Posted by: tmm | Oct 18, 2012 2:39:18 PM
i agree tmm as long as it's all in writing. But we are seeing way way way too many cases where the defendant is suprised and is now fighting said plea. you can't tell me all thier lawyers didn't give them the info.
Which tells me in far far too many cases it was a suprise. IE an illegal contract.
Posted by: rodsmith | Oct 18, 2012 3:10:03 PM
Bill (no knowing if this is still being read),
First, the latest crime report shows crime going up, somewhat undermining your argument. I do agree that locking every felon away for decades would reduce the number of felons on the street. But, it also leads to our very problem today -- overcrowded and dangerous prison conditions where we imprison more than China or Russia, long after inmates pass the prime of criminal activity. That's not being "smart," that's using a hammer for brain surgery.
I never suggested that we should return to some of the 70s touchy-feely crap. I paraphrased Justice Anthony Kennedy, not one known as a bleeding-heart liberal. My point was that States like New York and Texas are proving even today that they can reduce crime while imprisoning fewer defendants with things like drug treatment and mental health counseling. Again, it's about being smart, rather than using a hammer for brain surgery.

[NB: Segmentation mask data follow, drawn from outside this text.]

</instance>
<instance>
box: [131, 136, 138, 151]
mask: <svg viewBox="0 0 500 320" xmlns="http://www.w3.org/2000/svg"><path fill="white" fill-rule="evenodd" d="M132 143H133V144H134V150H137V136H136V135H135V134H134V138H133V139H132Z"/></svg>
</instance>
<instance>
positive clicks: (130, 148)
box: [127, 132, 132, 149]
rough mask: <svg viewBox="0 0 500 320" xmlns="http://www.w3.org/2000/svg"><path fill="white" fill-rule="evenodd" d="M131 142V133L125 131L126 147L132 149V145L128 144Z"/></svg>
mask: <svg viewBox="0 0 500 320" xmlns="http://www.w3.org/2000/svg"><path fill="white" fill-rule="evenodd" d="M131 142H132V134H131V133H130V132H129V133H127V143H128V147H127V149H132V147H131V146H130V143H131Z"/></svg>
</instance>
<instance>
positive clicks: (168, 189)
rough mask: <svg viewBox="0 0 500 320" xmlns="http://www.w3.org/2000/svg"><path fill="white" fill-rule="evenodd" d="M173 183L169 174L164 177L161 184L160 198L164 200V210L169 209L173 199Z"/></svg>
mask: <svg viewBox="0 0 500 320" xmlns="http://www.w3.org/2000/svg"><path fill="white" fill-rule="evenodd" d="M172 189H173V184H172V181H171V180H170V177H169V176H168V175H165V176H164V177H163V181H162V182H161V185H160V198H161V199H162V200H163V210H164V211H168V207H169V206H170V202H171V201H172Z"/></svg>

Moreover, I note AGAIN that the one-way (upward) ratchet is a direct result of lobbying by the USDOJ and private prison corporations, not being smart about crime reduction. Our extreme prison sentences are about powerful interests -- including agents in the U.S. Government -- profiting, and politicians making sure they don't face "Willie Horton" campaign ads.
And a rose by any other name is still a rose, Bill. Call it what you will, sentences are longer if defendants go to trial -- even if they're acquitted on 99 counts out of a hundred. That, my colleague, is a trial penalty, whether courts have rationalized it.